CK-869 inhibits Arp2/3 by locking the complex in an inactive conformation, preventing it from nucleating new actin filaments (Hetrick et al., 2013). Rotty et al. (2015) suggest that in the absence of Arp2/3, the polymerization of actin within a cell is dominated by profilin-I in conjunction with Ena/vasodilator-stimulated phosphoprotein (VASP). This would favor the formation of thick bundles of F-actin over the branched meshwork associated with Arp2/3-mediated polymerization. Given this, our data suggest that inhibition of Arp2/3 results in the formation of a more stable actin cortex beneath the bleb membrane, which is less favorable for actomyosin contraction.
In this study, we have introduced ADAPT, an ImageJ plug-in designed for rapid, whole-cell analysis, providing data on both global and local morphodynamic changes. We have demonstrated the utility of ADAPT in quantifying cell protrusions and migration, while also extracting metrics of comparative value at the population level. We provide evidence that ADAPT is sensitive enough to detect small differences in cell migration on different concentrations of fibronectin. We also show that ADAPT can quantify subtle drug-induced variations in the dynamics of actin and myosin within retracting blebs, along with perturbations to the speed of bleb retraction. To the best of our knowledge, this is the first study describing an analysis of hundreds of blebs, providing detailed data on bleb retraction velocity and actin turnover, as well as recruitment of ezrin, actin, and myosin, in a typical bleb (Fig. 8).

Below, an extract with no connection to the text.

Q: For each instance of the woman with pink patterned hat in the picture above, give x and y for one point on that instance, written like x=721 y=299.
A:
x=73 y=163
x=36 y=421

Bovellan et al. (2014) recently reported an effect of Arp2/3 inhibition on actin dynamics in blebbing HeLa cells. They suggest that laser-induced blebs on metaphase HeLa cells accumulate actin more rapidly in the presence of the Arp2/3 inhibitor CK-666. However, the biphasic profile of actin recovery they reported under control conditions is markedly different from that shown here (Fig. 8 C). We found, in the absence of Arp2/3 inhibition, that actin begins to recover rapidly at the onset of bleb retraction before becoming relatively constant at ∼60 s after initiation. Bovellan et al. (2014) report that actin recovers rapidly for ∼20 s, before slowing to a lower, constant rate of increase. Nonetheless, the general idea of a new cortex forming more rapidly in the presence of Arp2/3 inhibition does not contradict our own suggestion that Arp2/3 inhibition results in a more stable, less plastic cortex. Certainly, the detection of all seven Arp2/3 subunits in blebs (isolated from M2 cells) by Bovellan et al. (2014) strongly suggests a role for the complex in cortical actin regrowth and bleb retraction. Our own attempts to show localization of Arp2/3 to bleb membranes were inconclusive. Live-cell imaging of HeLa cells expressing ArpC2-GFP with a spinning-disc confocal microscope showed that Arp2/3 is certainly present in the bleb cytosol, but it is not clear whether it strongly localizes to the membrane (Video 7).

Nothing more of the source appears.